Pacific Fusion to open facility in New Mexico

California headquartered pulsed magnetic fusion system developer Pacific Fusion has selected Albuquerque, New Mexico, as the site for its first Research and Manufacturing Campus.
 
(Image: Pacific Fusion)

The USD1 billion New Mexico Research and Manufacturing Campus at Mesa del Sol will house the company's Demonstration System, designed to achieve net facility gain - more fusion energy out than all the energy stored in the system - by 2030. Pacific Fusion will launch its manufacturing operations in New Mexico before the end of the year, with facility construction set to begin in 2026.

Pacific Fusion said the Demonstration System is designed to "deliver 100-fold higher facility gain at 10-fold lower cost than the National Ignition Facility at Lawrence Livermore National Laboratory, a 1,000-fold leap in practical fusion performance". It also builds on decades of scientific and engineering advances at the Z Facility at Sandia National Laboratories in Albuquerque, its research partner.

The company noted that it continues to expand its headquarters, including its three Research and Development Campuses, in California.

"These developments keep us on track to deliver the first commercial fusion system in the United States by the mid-2030s and then move quickly to scaled deployment of affordable fusion energy," it said.

Upon finalisation, the New Mexico Research and Manufacturing Campus project will bring more than 200 long-term jobs to the state, along with hundreds more construction jobs, workforce development programmes, and regional economic activity.

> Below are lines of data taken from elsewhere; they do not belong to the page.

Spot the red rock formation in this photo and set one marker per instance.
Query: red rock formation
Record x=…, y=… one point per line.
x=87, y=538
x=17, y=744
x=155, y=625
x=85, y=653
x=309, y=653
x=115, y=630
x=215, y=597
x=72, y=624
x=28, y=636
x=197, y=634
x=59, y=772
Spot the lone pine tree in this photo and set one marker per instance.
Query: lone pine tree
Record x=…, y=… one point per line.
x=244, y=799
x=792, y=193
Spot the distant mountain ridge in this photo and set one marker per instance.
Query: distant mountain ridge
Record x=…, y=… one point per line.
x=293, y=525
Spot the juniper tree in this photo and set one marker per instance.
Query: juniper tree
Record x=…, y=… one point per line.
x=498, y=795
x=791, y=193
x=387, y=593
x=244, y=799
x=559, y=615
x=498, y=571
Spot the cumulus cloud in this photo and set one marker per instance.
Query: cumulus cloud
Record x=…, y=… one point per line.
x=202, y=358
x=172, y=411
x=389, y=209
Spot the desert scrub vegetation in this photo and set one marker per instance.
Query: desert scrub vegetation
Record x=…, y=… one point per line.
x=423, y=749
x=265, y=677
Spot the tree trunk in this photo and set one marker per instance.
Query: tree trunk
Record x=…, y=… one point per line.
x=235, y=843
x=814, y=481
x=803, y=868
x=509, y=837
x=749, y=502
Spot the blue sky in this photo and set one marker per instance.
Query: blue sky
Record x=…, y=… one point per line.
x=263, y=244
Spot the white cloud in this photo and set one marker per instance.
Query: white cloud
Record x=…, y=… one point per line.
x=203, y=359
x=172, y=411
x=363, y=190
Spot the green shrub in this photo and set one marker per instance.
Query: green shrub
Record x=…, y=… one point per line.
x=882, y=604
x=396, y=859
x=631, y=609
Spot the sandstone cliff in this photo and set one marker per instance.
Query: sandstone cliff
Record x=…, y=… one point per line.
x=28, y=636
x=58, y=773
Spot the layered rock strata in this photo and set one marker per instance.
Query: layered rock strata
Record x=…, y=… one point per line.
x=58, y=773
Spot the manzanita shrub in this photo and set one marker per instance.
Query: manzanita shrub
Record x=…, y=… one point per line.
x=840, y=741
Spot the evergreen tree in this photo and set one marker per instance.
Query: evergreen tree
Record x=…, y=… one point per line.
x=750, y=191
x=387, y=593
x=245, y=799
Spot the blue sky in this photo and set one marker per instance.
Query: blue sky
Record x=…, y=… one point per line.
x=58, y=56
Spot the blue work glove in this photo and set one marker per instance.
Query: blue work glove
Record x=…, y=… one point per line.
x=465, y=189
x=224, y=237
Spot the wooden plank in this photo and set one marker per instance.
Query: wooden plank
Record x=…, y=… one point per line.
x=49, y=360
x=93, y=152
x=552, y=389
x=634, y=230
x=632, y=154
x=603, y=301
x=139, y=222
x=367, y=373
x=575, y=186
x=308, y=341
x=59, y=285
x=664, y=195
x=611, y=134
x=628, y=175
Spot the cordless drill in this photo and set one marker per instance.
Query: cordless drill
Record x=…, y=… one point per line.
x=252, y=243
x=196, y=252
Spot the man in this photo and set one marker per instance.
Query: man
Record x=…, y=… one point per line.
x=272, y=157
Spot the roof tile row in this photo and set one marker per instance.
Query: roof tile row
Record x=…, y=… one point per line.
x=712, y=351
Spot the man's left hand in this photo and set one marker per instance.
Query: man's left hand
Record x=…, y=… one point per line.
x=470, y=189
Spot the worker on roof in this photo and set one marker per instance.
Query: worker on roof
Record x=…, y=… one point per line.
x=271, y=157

"Pacific Fusion's decision to build in New Mexico proves that our state can compete - and win - in the race to attract the most innovative companies in the world," said New Mexico Governor Michelle Lujan Grisham. "This project will create good jobs, expand our clean-tech economy, and ensure New Mexico continues to lead in the industries of the future."

Pacific Fusion was founded in 2023 to deliver affordable fusion energy. Its technology builds on New Mexico's legacy of applied physics and clean-energy innovation, including decades of research at Sandia National Laboratories.